The Public School Employees Retirement System of Pennsylvania (PSERS) announced that a 4.09% gain in investment performance for the fourth quarter of 2009, and 12.06% gain for the year. The system’s private markets performance for the quarter was 7% and -9.62% for the year.
The Public School Employees Retirement System (PSERS) today announced the Fund’s investment performance for the quarter and the year ended December 31, 2009. PSERS Chief Investment Officer Alan Van Noord reported the Fund posted a positive 4.09 percent for the quarter and a positive 12.06 percent for the one-year period ended December 31, 2009.
Van Noord said “The investment markets continue to improve from their lows during the recession last year. For the third consecutive quarter PSERS investments returned strong positive investment performance. PSERS posted positive investment returns in nearly all asset classes for the quarter and fiscal year to date ended December 31, 2009. Top performers for the quarter included U.S. equities, commodities, and private markets, which returned 7.29 percent, 9.32 percent, and 7.00 percent, respectively. Real estate returns continued to lag over the past quarter, although at a slower rate than earlier in the year, and returned a negative 1.92 percent for the quarter.”
“The Fund’s fiscal year-to-date return of 13.65 percent remains well above the Fund’s annual actuarial rate of return assumption of 8.00 percent,” said Van Noord. “PSERS investment returns added approximately $5.5 billion during the first six months of the fiscal year.” However, Van Noord cautioned that while the economic recovery shows some positive signs, the investment markets remain volatile as unemployment remains high, housing and commercial real estate woes continue, and state and local government budgets are under increasing pressure. “To help with our negative cash flow position, PSERS has built a cash allocation so that we are not required to liquidate investments at inopportune times to pay benefits.”
PSERS long term investment performance also remains positive and continues to remain above policy benchmarks. For the five-year and 10-year periods ended December 31, 2009, PSERS returned 3.36 percent and 3.58 percent respectively. Over the past 25 years the Fund earned 9.30 percent which is above the Fund’s actuarial rate of return assumption for the same period.
PSERS Chairman Melva Vogler also commented on the Fund’s investment performance and warned of funding challenges ahead. “I am pleased the Fund continues to post positive investment performance and recover from the severe global economic downturn, however, there remain significant funding challenges for PSERS in coming years. School employers and the Commonwealth face significant increases in the employer contribution rate well into the future. While positive investment performance will help reduce the rate projections, the funding challenges will remain. PSERS cannot use its investments to earn its way out of this situation.”
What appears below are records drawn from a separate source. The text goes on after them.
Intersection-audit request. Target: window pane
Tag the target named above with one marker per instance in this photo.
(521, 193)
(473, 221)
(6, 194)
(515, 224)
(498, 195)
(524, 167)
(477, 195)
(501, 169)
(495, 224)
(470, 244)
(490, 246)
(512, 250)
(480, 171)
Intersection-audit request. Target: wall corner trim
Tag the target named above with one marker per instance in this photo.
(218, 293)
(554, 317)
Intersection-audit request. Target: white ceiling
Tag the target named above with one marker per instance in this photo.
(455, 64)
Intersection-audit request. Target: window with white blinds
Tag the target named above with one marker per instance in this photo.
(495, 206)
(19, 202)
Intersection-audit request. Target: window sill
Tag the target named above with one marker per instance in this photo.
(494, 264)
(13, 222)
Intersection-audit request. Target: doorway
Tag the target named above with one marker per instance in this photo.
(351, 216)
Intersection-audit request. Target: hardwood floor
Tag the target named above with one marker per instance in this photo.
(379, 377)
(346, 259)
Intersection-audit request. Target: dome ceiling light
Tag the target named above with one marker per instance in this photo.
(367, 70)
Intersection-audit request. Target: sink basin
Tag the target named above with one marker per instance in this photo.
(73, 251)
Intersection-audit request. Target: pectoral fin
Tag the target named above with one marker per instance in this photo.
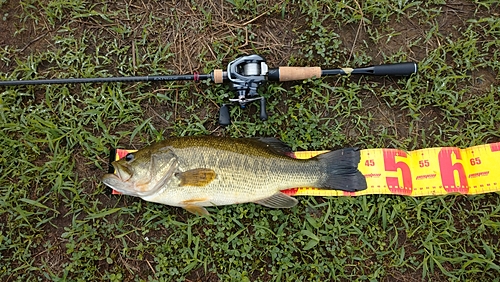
(196, 177)
(278, 200)
(198, 210)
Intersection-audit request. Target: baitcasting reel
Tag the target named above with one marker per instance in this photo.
(244, 75)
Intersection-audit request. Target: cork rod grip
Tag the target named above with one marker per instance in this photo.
(298, 73)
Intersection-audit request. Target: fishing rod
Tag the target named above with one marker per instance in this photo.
(244, 76)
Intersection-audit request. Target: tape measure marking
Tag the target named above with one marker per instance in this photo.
(424, 172)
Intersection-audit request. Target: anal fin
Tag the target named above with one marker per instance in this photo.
(278, 200)
(198, 210)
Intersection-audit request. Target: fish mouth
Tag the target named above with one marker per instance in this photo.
(122, 172)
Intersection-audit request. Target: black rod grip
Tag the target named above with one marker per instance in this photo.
(398, 69)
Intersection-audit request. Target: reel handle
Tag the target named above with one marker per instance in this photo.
(263, 113)
(224, 118)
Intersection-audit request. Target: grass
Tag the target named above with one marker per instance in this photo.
(58, 222)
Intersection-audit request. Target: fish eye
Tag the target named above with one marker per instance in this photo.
(129, 157)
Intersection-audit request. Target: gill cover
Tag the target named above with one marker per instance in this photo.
(142, 173)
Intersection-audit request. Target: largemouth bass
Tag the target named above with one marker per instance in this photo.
(195, 172)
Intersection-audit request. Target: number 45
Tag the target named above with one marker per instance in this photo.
(423, 163)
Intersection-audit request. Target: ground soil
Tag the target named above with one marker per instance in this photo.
(273, 36)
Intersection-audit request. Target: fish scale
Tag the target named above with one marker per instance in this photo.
(193, 172)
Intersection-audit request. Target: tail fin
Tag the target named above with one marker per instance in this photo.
(342, 169)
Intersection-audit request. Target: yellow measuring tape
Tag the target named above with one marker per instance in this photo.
(433, 171)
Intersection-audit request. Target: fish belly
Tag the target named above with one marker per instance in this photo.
(239, 178)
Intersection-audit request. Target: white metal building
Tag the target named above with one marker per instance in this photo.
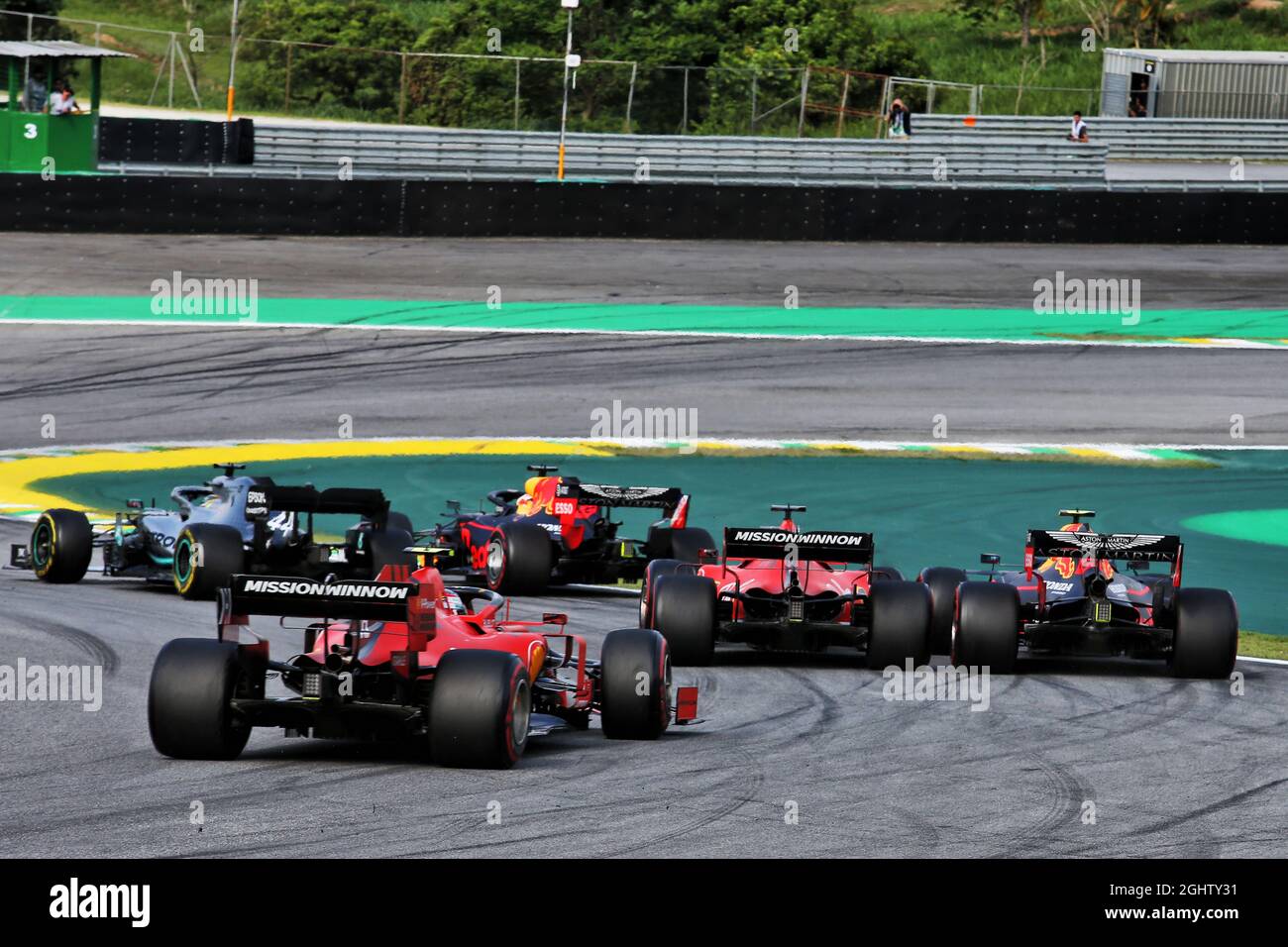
(1194, 84)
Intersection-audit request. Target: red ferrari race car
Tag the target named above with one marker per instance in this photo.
(404, 657)
(1085, 592)
(786, 589)
(558, 530)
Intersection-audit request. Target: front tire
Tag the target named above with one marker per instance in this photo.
(205, 558)
(635, 660)
(901, 624)
(941, 581)
(988, 626)
(189, 711)
(684, 611)
(1207, 633)
(519, 560)
(62, 545)
(688, 543)
(480, 710)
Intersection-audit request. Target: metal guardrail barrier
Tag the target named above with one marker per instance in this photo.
(1014, 154)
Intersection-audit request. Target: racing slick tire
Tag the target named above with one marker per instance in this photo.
(941, 581)
(519, 560)
(386, 549)
(988, 626)
(62, 544)
(1207, 633)
(648, 587)
(687, 544)
(684, 611)
(189, 712)
(1163, 599)
(480, 709)
(901, 624)
(887, 574)
(198, 577)
(634, 660)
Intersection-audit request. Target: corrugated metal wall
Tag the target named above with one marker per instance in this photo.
(1223, 90)
(1199, 89)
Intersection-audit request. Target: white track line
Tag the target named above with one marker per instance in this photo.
(657, 333)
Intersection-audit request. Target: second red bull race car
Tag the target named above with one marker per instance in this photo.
(558, 530)
(786, 589)
(1085, 592)
(406, 659)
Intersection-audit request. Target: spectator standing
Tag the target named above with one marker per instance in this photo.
(900, 120)
(1078, 131)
Vogler reaffirmed the Fund’s commitment to resolve the funding issues. “PSERS remains committed to providing all available assistance to the Governor, General Assembly, and School Employers to solve the rate spike and future funding issues as soon as possible.”
More information about the funding challenges facing PSERS is available on PSERS’ Pension Funding Resources webpage at: http://www.psers.state.pa.us/press/pension_funding_issues/index.html.
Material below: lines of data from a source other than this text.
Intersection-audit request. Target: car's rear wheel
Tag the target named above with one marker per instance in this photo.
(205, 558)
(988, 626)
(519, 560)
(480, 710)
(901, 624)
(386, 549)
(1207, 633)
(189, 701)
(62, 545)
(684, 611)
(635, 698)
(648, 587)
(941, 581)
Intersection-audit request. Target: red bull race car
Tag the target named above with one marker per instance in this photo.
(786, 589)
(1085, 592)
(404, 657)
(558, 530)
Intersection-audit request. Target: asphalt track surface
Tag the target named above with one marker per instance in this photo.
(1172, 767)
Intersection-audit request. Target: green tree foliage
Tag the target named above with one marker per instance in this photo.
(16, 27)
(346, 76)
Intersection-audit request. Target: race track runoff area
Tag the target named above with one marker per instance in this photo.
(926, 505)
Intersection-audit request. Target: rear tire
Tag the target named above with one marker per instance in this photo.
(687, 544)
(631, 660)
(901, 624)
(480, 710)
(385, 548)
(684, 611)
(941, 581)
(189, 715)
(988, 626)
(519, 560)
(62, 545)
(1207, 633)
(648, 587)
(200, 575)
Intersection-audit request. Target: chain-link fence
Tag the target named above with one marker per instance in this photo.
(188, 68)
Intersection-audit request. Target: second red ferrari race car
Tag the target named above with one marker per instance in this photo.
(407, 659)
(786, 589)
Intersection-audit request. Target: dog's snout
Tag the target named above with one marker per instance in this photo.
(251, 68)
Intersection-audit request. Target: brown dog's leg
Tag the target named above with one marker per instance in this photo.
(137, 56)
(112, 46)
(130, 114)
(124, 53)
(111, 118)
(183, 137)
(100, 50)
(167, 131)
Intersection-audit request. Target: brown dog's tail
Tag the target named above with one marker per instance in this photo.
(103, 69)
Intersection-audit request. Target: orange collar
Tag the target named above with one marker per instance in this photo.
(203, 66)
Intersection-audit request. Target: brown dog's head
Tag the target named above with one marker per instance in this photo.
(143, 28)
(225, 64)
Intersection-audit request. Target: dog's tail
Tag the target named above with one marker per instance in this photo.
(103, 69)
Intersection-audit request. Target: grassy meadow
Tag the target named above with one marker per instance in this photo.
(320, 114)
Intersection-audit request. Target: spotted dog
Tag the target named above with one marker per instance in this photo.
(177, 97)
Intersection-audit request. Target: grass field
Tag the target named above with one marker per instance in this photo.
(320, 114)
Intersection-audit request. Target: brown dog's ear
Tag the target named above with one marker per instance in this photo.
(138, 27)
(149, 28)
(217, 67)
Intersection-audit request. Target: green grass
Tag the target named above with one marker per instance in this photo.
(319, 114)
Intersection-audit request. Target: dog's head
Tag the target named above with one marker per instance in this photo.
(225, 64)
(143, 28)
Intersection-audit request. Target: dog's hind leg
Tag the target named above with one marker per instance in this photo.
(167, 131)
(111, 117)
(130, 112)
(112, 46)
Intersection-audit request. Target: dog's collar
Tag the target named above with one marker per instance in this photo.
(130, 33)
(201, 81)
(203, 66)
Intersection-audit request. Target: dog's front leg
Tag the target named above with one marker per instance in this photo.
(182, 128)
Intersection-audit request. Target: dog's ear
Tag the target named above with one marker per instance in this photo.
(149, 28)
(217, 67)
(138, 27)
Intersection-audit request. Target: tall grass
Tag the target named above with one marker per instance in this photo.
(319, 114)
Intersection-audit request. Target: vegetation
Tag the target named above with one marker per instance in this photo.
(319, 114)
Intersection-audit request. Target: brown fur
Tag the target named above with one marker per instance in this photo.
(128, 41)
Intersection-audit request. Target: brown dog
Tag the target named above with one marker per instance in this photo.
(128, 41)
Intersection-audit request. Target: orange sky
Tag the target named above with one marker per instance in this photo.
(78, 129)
About the Pennsylvania Public School Employees’ Retirement System
PSERS is the 17th largest state-sponsored defined benefit public pension fund in the nation. As of December 31, 2009, PSERS had an investment portfolio of approximately $46.7 billion and a membership of nearly 280,000 active school employees and 179,000 retirees. More detailed investment performance data as of December 31, 2009 is available on PSERS’ website at: http://www.psers.state.pa.us/invest/invest.htm.
As of December 31, 2009 PSERS had 18.8 percent of its assets in non-U.S. equities; 12.7 percent in U.S. equities; 22.8 percent in U.S. and global fixed income investments; 18.3 percent in private markets; 9.6 percent in real estate, 4.2 percent in commodities, 7.7 percent in absolute return strategies, and 5.9 percent in cash and cash equivalents.